ALBUM REVIEW: Endon scores an imaginary horror romance film on ‘Boy Meets Girl’

Boy Meets Girl

With an absolute lunatic on the mic and two dedicated noisemakers complementing on guitar and drums, Endon is a band whose extremity goes without saying. Three LPs, several EPs and a collaborative album with Boris speak for themselves. The Japanese quintet’s newest album foreshadows an unsettling experience just with its title. Noise rock veterans cannot fully prepare themselves for the hellacious nightmare landscape Boy Meets Girl harbors. Endon uses misshapen riffs, grinding harshness and inhuman shrieks to evoke the most disturbing love story ever told.

Boy Meets Girl
Endon
Thrill Jockey Records, Feb. 15

Essentially writing the soundtrack for a nonexistent horror movie about love, Endon goes for the jugular with unadulterated viscera. At the center of the album is the 11-minute “Doubts as a Source.” Even the shortened “single version” is uncomfortable, to say the least. The track sputters to life amid guitarist Koki Miyabe’s dissonant feedback and primitive sludge riffage. Drummer Shin Yokota leads into an uptempo bass and hi-hat pulse.

Out of the tempo change comes vocalist Taichi Nagura, whose performance can only be described as heavy breathing during rough sex. The “single version” ends right as the sultry huffing seemingly to culminates alongside the instrumentals—which turns out to be a climax—literally and figuratively—of crushing sludge metal riffs.

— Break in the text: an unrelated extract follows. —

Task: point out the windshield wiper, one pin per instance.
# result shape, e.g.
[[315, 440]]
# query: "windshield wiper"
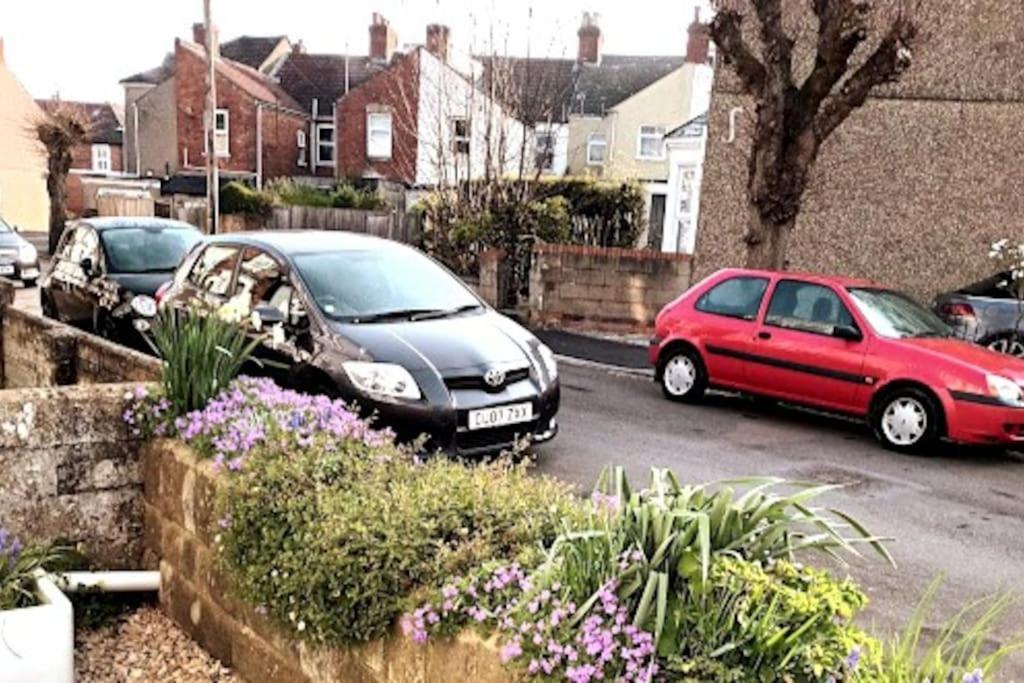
[[427, 315]]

Electronic demolition experts Taro Aiko and Etsuo Nagura, the latter being the frontman’s brother, pile layer upon layer of filth onto the seismic amp worship until it collapses into incoherency. Nagura saves his most spine-chilling caterwauls for the song’s final moments of off-kilter soundscapes and haunting choral samples, cementing the album’s centerpiece as an excruciating, yet engrossing listen.

Nagura’s vocals remain the most interesting aspect of Boy Meets Girl during the rest of the album’s shorter cuts. The title track starts out like My War-era Black Flag fed through a dishwasher garbage disposal, but his voice turns a fairly run-of-the-mill doom-rock song into utter insanity. The same happens on the primal crust-punk of “Heart Shaped Brain.” The battering drums and filthy guitars gallop away as Nagura embodies a werewolf being tortured to death.

“Born Again” and “Red Shoes” show how Endon’s music can both destroy and confuse. The former indulges in harsh noise debauchery, while the latter harks back to Black Sabbath’s most far-out numbers. Aiko and Nagura remain a vital component in both ends of the spectrum, reducing brains to mush while giving more atmospheric passages a constant feeling of claustrophobic dread. “Love Amnesia” has the best of both worlds, as haunting church bells and gurgling ambiance underscore caveman riffage. The song takes on a mutated disco feel as tortured screeches essentially another layer of piercing feedback, upending the simple structure to a terrifying effect.

For all its grating absurdity, Boy Meets World maintains a compelling element of no-frills rock and roll. The main riffs of both “Final Acting Out” and “Not for You” come straight from the traditions of ‘60s surf music and fuzzed-out Motörhead. Where so many experimental artists try to reinvent the wheel of songwriting, Miyabe and Yokota provide something to grab hold of while Aiko and the Nagura brothers generate the most unnerving racket possible.

Endon’s maddening creation comes from how they mutate semi-recognizable tropes, both musically and conceptually. Boy Meets Girl sounds like the name of a schlocky teen romance movie, but these guys take that concept and unspeakably violate it. The result is addictively distressing, with heavy riffs and glass-gargling vocals. For those who revel in the darkest recesses of extreme music, Endon scratches all the right itches.